Are $n \times n$ special orthogonal matrices, all the entries of which have the same absolute value, possible for $n \neq 4$?

Question

As I noted in my preceding question https://math.stackexchange.com/questions/3510189/give-a-general-class-to-which-a-specific-4-times-4-special-orthogonal-matrix in equation (62) of their recent publication https://arxiv.org/abs/1708.05336, "Separable Decompositions of Bipartite Mixed States", Li and Qiao present the matrix $Q \in \mbox{SO}(4)$,

\begin{equation} Q=\frac{1}{2}\left( \begin{array}{cccc} 1 & -1 & -1 & 1 \\ -1 & -1 & 1 & 1 \\ -1 & 1 & -1 & 1 \\ 1 & 1 & 1 & 1 \\ \end{array} \right). \end{equation}

For $n=3, 5, 6$, I have tried (via direct enumeration) unsuccessfully to construct analogous $n \times n$ special orthogonal matrices, in which all the (equal) entries of the last column and row are (for probabilistic reasons) positive, and the remaining $n^2- 2n +1$ entries are all equal in absolute value. Such matrices might be helpful in extending the Li-Qiao framework to the construction of separable decompositions of length $n \neq 4$. (It is not clear, however, that matrices must be of the specific requested form to so extend their framework. Perhaps, other than having the last row and columns positive, all remaining entries could be unrestricted, other than for the orthogonality requirement.)
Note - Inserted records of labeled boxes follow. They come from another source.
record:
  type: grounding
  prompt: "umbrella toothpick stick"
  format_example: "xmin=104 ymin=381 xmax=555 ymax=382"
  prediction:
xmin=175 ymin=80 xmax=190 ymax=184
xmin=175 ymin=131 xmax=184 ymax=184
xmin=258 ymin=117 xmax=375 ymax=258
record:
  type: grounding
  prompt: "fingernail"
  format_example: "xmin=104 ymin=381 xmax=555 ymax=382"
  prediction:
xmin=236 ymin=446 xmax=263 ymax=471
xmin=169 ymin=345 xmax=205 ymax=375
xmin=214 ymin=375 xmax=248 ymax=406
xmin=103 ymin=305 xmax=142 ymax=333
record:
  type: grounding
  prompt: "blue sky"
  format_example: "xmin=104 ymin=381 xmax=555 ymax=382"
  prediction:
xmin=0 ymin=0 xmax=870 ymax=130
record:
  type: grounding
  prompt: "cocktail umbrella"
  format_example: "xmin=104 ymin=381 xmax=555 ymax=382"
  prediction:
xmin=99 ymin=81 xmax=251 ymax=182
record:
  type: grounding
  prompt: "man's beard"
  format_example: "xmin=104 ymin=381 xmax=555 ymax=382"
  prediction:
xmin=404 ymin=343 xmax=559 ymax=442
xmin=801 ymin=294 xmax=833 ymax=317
It was observed by Robert Israel in the noted preceding question that Q is proportional to a Hadamard matrix. However, the next larger-sized ($8 \times 8$) Hadamard matrices are not orthogonal in character, so this does not seem to be a productive direction to take. (But as the comments below of others and mine indicate I was in error in making this claim.)

Answer 1

Well, if $Q\in\mathrm{SO}(n)$ satisfies your (original) conditions then so does $ \frac1{\sqrt2} \begin{pmatrix} -{}^tQ&Q\\ \phantom{-}{}^tQ&Q \end{pmatrix} \in\mathrm{SO}(2n). $

Added: As S. Stadnicki since commented, your desired set $\mathrm S$ of possible orders $n$ is contained in and conjecturally equal to $\{1,2\}\cup4\mathbf N$ (Hadamard conjecture);* the above construction ($\cong$ Sylvester’s) just shows $\smash{2^{\mathbf N}\subset\mathrm S}$. (Voting to close, as R. Israel had really said all this at the mis-linked question.)

* Paley (1933, front page) proved $\mathrm S\subset\{1,2\}\cup4\mathbf N$ thus: Assume w.l.o.g. that all entries are $\pm1$ and $Q$ has 3 distinct columns $u,v,w$. Then their orthogonality gives $$ n=\|u\|^2=\langle u+v,u+w\rangle=\sum\nolimits_i(u_i+v_i)(u_i+w_i), $$ a sum all of whose terms are $0$ or $\pm 4$.

Answer 2

In reading the ArXiv paper referenced in the post, the authors are using matrices with complex entries. (Near the beginning they talk about generators of SO(2), one of them being a square root of -I.) If one is looking for complex matrices in an orthogonal group SO(n), one can choose a scaled version of a complex Hadamard matrix of order n, where n is any positive integer, to get a matrix with entries having the same norm (absolute value), as well as having a row and a column having all entries equal to 1/(scale value, which may be n or square root of n).

(For the section being considered having display (62), it is unclear to me if the authors restrict themselves to matrices with real entries. For the purposes of the question, it seems to me that using matrices with complex entries is appropriate for carrying out their analysis, and that restricting the order to accommodate real Hadamard matrices is unnecessary.)

Gerhard "Complex Numbers Are Numbers Two" Paseman, 2020.02.03.